А подписка в пользу Михайлова продолжается. Кто ее ведет, неизвестно, имени Шелгуновых решено не упоминать, за ними установлено наблюдение полиции. Известно только, что Шелгуновы устроили распродажу в лотерею библиотеки Михайлова. Представляю, какое у них там теперь отчаяние, какой урон для их беспримерного содружества! Веня Михаэлис в крепости, а Михаил Ларионович… По подписке собрано уже до пяти тысяч рублей серебром, теперь они пойдут уже на памятник ему. Но где его установят? И когда?
Антонида Блюммер передает слова Чернышевского: «Мертвые не стареют, и в могилах не всегда лежат мертвые».
Только теперь Антонида выдала мне свою тайну. Она ездила к Михайлову еще до ареста, уговаривала его скрыться у них в квартире, а потом бежать за границу. Он отказался. Я же знаю Михаила Ларионовича, никогда он не согласится бежать!

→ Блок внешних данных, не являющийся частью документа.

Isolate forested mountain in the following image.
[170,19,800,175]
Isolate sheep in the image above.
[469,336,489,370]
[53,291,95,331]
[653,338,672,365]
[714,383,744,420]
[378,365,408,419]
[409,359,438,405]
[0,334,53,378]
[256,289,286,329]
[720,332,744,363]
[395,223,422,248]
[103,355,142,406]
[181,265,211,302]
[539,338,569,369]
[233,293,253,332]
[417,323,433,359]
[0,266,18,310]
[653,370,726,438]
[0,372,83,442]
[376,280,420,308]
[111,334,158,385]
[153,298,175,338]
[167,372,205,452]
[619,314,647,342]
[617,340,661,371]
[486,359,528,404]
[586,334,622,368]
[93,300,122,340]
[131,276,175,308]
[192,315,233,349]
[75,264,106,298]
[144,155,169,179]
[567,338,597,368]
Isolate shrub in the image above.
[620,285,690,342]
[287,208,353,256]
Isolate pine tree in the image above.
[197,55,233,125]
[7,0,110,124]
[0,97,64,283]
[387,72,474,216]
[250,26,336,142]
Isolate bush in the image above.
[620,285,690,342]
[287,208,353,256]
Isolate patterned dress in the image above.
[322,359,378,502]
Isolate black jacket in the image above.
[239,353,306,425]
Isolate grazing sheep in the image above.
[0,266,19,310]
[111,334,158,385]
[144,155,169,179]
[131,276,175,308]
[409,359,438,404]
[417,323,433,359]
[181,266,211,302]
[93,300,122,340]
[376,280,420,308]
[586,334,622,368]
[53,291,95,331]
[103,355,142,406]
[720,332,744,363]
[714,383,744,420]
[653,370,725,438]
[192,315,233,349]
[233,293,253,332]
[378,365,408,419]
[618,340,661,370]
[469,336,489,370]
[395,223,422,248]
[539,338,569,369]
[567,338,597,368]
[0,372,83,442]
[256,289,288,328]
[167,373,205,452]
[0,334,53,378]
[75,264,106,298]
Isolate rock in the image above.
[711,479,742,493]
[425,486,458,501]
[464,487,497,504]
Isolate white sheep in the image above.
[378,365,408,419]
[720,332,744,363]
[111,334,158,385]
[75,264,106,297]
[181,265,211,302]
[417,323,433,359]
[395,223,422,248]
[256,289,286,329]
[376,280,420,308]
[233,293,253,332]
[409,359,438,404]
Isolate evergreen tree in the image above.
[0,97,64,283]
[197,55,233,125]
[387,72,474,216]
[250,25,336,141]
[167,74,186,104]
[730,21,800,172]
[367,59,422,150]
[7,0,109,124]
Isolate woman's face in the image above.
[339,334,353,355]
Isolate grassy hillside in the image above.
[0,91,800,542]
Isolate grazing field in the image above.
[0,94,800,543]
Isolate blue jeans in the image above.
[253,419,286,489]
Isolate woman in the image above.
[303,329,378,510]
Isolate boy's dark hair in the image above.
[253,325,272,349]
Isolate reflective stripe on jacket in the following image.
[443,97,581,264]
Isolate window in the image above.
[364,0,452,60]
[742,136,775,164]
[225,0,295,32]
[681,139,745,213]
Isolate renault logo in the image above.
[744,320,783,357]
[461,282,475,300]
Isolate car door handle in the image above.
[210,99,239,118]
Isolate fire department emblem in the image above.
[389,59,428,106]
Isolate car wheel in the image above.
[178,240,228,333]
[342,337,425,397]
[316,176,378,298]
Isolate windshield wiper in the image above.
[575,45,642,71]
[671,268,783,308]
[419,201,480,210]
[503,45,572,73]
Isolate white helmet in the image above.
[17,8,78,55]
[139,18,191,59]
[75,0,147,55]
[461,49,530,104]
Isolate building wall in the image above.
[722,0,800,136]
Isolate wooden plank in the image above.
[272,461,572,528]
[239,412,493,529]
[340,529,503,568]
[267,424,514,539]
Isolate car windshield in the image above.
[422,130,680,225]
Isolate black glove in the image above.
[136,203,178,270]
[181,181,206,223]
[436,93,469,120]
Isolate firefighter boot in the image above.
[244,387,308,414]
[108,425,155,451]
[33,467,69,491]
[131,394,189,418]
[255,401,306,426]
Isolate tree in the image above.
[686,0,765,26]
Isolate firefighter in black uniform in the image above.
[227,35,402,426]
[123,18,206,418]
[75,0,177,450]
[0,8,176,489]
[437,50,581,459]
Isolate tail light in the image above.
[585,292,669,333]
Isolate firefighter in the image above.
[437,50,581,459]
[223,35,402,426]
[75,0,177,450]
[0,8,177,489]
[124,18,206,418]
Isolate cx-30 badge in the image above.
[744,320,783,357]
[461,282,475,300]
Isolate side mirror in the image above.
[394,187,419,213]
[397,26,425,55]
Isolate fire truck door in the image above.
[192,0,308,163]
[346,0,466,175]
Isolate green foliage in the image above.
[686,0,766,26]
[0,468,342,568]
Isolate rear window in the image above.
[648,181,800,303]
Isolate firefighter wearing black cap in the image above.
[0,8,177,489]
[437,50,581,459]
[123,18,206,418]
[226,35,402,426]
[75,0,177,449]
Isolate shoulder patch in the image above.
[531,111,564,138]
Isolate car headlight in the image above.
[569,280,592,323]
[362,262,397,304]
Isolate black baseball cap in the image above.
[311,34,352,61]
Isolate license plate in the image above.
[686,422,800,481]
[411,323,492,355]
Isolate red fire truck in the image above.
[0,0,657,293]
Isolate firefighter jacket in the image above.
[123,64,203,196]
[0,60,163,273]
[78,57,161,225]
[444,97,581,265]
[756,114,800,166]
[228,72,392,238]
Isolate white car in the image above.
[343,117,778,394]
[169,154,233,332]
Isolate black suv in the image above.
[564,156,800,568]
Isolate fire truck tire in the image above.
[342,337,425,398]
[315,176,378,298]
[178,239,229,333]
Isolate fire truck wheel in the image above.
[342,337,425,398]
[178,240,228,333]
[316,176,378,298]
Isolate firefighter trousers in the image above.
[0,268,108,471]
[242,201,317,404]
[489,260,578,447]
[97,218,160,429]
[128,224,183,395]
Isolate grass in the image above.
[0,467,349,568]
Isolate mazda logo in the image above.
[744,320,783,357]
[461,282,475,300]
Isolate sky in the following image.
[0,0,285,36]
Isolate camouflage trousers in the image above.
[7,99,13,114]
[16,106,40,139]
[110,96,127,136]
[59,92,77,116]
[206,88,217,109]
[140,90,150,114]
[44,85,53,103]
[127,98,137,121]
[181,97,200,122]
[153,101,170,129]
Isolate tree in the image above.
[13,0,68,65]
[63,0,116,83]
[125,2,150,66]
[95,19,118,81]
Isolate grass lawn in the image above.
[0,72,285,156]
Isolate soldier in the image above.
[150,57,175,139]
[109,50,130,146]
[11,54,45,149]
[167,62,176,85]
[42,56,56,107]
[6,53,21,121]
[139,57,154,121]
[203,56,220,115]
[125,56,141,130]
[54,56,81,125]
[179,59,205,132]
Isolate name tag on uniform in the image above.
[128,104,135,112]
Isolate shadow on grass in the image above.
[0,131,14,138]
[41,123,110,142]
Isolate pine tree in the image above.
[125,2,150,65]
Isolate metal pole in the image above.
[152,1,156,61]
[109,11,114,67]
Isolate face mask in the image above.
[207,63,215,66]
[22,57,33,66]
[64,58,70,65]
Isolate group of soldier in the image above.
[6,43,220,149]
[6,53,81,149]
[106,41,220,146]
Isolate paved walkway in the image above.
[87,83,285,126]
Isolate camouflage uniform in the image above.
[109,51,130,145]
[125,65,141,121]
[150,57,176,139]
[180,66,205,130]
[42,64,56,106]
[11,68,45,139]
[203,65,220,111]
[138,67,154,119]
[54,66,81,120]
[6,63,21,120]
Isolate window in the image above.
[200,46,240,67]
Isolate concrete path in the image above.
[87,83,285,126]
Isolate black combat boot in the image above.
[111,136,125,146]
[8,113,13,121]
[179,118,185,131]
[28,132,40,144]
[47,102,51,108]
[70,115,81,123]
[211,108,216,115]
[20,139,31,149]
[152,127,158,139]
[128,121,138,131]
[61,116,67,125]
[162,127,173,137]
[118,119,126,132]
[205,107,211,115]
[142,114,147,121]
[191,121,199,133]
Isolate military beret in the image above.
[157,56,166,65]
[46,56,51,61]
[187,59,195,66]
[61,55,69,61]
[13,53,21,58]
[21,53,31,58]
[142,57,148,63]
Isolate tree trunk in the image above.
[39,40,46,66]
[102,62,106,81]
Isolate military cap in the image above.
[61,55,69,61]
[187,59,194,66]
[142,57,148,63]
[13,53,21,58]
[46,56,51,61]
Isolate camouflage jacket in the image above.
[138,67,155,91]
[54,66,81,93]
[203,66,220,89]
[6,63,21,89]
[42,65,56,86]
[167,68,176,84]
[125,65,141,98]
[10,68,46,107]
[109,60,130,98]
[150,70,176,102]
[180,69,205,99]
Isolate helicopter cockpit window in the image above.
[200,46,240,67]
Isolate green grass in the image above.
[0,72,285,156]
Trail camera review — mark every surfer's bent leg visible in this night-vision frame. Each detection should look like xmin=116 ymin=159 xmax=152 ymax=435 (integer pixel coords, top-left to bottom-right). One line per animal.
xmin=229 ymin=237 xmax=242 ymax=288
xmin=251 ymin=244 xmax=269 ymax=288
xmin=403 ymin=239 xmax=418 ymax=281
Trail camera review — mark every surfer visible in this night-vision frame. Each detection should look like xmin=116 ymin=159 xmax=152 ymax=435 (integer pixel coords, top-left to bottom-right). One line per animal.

И еще она сказала, что Веня Михаэлис перестал ценить Искандера (о чем я и сама слышала от него прежде). «Пора уже снять девиз с «Колокола» — Vivos voco! Он уже зовет не живых, а мертвых. Живых зовет триумвират Николаев на листах «Современника».
И еще Веня Михаэлис говорил Антониде, будто бы Герцен в Лондоне заклинал Михайлова не печатать воззвания, будто бы предупреждал: «Нам нужны проповедники и апостолы, а не саперы разрушения», но Михайлов стоял на своем.
Герцен конечно же знал, как жестока и скора расправа в России над свободомыслием. Но в воззвании Михайлова сказано: «Да ведут… вас на великое дело, а если нужно, то и на славную смерть за спасение отчизны, тени мучеников 14 декабря!»
Тени мучеников… Еще один живой человек стал тенью.
Стоило ли Михайлову ценой жизни платить за воззвание?
Ой, не знаю, ой, боюсь судить…
ГЛАВА ВОСЬМАЯ
Две встречи с Герценом для Михайлова как два заряда решимости. Первая состоялась весной пятьдесят девятого года. Людмила Петровна вспоминала потом, что собирались они в Лондон с таким волнением, как собираются правоверные на поклон к пророку…
Сначала они жили в Париже, неподалеку от Пале-Рояля, в отеле «Мольер». Владелица его мадемуазель Максим, отставная актриса с повадками Сары Бернар, была не просто хозяйкой отеля с множеством собак и кошек, но также известной защитницей женских прав, о чем без конца говорили в отеле по вечерам.
Наэлектризованная этими разговорами, Людмила Петровна решила стать медиком и начала посещать клинику, Шелгунов по делам службы ходил в департамент французских лесов (всякий раз удивляясь, почему в приемных не приходится ждать ни минуты, а в России надобно сидеть часами), а Михайлов знакомился с французскими литераторами. Ему по душе пришелся Эжен Потье, добродушного вида сорокалетний толстяк с черными выразительными глазами. Он сочинял песни и пел их сам тихим и кротким голосом, но Париж его хорошо слышал. Он пел о большом доме (имелась в виду Франция) с квартирами богачей и с квартирами бедняков и в конце каждого куш лета восклицал: «Это строение рушится от ветхости; его нужно сломать!» Он пел о холодной зиме (имея в виду время Наполеона III), она заморозила свободную речь французов, но «когда слова оттают, о каких ужасах мы услышим! Когда слова оттают, у нас зазвенит в ушах», — и слушатели подхватывали этот припев после каждого куплета. Он пел о Жаке (имея в виду народ Франции), который изнывает в тоске но своей возлюбленной, он болен, измучен, он ждет не дождется возлюбленную — революцию. Песни и стихи Эжен Потье писал на досуге, нигде их не печатали, а средства к жизни добывал набивкою рисунка на материю. Стихами прожить нельзя, если не хочешь воспевать то, что не стоит песен.